Linear Regression using Stochastic Gradient Descent in Python

Stochastic gradient descent plot with python

In today’s tutorial, we will learn about the basic concept of another iterative optimization algorithm called the stochastic gradient descent and how to implement the process from scratch. You will also see some benefits and drawbacks behind the algorithm.

If you aren’t aware of the gradient descent algorithm, please see the most recent tutorial before you continue reading.

The Concept behind Stochastic Descent Descent

One of the significant downsides behind the gradient descent algorithm is when you are working with a lot of samples. You might be wondering why this poses a problem.

The reason behind this is because we need to compute first the sum of squared residuals on as many samples, multiplied by the number of features. Then compute the derivative of this function for each of the features within our dataset. This will undoubtedly require a lot of computation power if your training set is significantly large and when you want better results.

Considering that gradient descent is a repetitive algorithm, this needs to be processed for as many iterations as specified. That’s dreadful, isn’t it? Instead of relying on gradient descent for each example, an easy solution is to have a different approach. This approach would be computing the loss/cost over a small random sample of the training data, calculating the derivative of that sample, and assuming that the derivative is the best direction to make gradient descent.

Along with this, as opposed to selecting a random data point, we pick a random ordering over the information and afterward walk conclusively through them. This advantageous variant of gradient descent is called stochastic gradient descent.

In some cases, it may not go in the optimal direction, which could affect the loss/cost negatively.
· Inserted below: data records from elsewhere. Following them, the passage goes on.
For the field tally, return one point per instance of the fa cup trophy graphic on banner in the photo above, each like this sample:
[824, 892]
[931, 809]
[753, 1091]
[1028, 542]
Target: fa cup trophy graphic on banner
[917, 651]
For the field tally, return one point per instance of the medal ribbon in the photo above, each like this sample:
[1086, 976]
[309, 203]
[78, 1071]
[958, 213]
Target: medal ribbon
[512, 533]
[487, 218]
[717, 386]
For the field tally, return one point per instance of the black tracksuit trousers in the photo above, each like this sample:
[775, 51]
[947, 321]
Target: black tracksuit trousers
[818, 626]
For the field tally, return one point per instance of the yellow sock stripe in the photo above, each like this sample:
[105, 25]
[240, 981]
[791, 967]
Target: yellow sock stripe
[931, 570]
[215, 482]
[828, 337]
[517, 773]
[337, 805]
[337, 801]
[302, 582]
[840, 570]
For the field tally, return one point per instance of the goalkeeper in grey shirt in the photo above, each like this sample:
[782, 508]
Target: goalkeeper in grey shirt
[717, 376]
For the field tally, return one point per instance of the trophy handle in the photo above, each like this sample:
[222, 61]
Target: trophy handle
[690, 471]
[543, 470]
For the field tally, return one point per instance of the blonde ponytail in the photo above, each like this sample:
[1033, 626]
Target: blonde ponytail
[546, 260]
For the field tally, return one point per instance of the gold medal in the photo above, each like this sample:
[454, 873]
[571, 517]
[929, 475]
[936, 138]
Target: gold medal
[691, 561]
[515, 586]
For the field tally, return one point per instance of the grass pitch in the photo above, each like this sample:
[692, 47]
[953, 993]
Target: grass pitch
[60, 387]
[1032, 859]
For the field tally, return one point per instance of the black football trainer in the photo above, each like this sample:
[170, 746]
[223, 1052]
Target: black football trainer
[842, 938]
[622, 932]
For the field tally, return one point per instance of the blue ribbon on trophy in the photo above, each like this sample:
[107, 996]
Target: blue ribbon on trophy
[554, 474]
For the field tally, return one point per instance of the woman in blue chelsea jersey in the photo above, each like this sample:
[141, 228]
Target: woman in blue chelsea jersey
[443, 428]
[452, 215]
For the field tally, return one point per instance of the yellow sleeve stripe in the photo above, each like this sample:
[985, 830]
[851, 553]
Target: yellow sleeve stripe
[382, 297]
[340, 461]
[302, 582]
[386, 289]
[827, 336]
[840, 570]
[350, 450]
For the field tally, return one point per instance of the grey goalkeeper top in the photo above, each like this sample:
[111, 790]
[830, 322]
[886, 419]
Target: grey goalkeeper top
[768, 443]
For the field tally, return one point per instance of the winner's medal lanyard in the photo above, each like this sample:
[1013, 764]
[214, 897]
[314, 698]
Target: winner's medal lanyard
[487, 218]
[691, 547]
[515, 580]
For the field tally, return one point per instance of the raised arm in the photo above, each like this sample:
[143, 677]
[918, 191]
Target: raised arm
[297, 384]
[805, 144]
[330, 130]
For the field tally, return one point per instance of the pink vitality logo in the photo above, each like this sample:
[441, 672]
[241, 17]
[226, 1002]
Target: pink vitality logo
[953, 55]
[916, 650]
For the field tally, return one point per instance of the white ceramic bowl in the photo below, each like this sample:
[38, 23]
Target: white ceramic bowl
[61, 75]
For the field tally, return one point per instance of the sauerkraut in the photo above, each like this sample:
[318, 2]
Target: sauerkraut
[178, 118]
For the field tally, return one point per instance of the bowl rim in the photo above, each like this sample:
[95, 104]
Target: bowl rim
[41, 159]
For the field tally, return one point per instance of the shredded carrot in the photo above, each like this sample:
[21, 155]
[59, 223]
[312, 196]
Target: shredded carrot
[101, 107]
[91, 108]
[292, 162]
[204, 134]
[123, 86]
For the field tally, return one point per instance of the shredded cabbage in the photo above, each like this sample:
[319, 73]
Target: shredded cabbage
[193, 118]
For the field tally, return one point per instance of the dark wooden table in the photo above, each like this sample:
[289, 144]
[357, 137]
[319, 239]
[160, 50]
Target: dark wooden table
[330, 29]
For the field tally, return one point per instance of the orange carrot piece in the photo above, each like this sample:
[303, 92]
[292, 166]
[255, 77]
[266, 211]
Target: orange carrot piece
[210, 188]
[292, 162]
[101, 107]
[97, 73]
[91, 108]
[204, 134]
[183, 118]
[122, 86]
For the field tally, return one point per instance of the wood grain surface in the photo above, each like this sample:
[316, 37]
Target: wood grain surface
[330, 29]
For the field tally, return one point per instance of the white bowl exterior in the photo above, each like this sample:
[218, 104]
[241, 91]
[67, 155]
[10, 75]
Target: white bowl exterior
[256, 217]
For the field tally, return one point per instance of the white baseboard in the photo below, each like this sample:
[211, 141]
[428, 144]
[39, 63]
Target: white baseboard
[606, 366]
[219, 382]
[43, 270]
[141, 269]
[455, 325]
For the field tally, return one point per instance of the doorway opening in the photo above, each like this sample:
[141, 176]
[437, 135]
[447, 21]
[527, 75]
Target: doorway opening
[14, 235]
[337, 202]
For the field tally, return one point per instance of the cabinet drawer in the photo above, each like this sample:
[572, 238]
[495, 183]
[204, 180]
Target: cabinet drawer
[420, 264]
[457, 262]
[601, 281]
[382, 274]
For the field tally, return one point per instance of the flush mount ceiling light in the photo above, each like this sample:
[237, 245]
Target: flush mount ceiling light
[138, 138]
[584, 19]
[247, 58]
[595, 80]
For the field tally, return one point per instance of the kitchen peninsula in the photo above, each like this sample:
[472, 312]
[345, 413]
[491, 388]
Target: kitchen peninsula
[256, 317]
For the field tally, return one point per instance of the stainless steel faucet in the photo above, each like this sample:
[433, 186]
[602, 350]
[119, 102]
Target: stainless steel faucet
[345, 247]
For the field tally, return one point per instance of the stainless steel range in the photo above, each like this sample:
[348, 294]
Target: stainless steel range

Nevertheless, this can be taken care of by running the algorithm repetitively and by taking little actions as we iterate.

Applying Stochastic Gradient Descent with Python

Now that we understand the essentials concept behind stochastic gradient descent let’s implement this in Python on a randomized data sample.

Open a brand-new file, name it linear_regression_sgd.py, and insert the following code:

→ Click here to download the code

# import the necessary packages

from matplotlib import pyplot as plt

import seaborn as sns

import numpy as np

sns.set(style='darkgrid')

Let’s get started by importing our required Python libraries from Matplotlib, NumPy, and Seaborn.

def next_batch(features, labels, batch_size):

"""

:param features: feature matrix

:param labels: target vector

:param batch_size: size of mini-batch

:return: a list of the current batched features and labels

"""

# iterate though a mini batch of both our features and labels

for data in range(0, np.shape(features)[0], batch_size):

# append the current batched features and labels in a list

yield (features[data: data+batch_size], labels[data: data+batch_size])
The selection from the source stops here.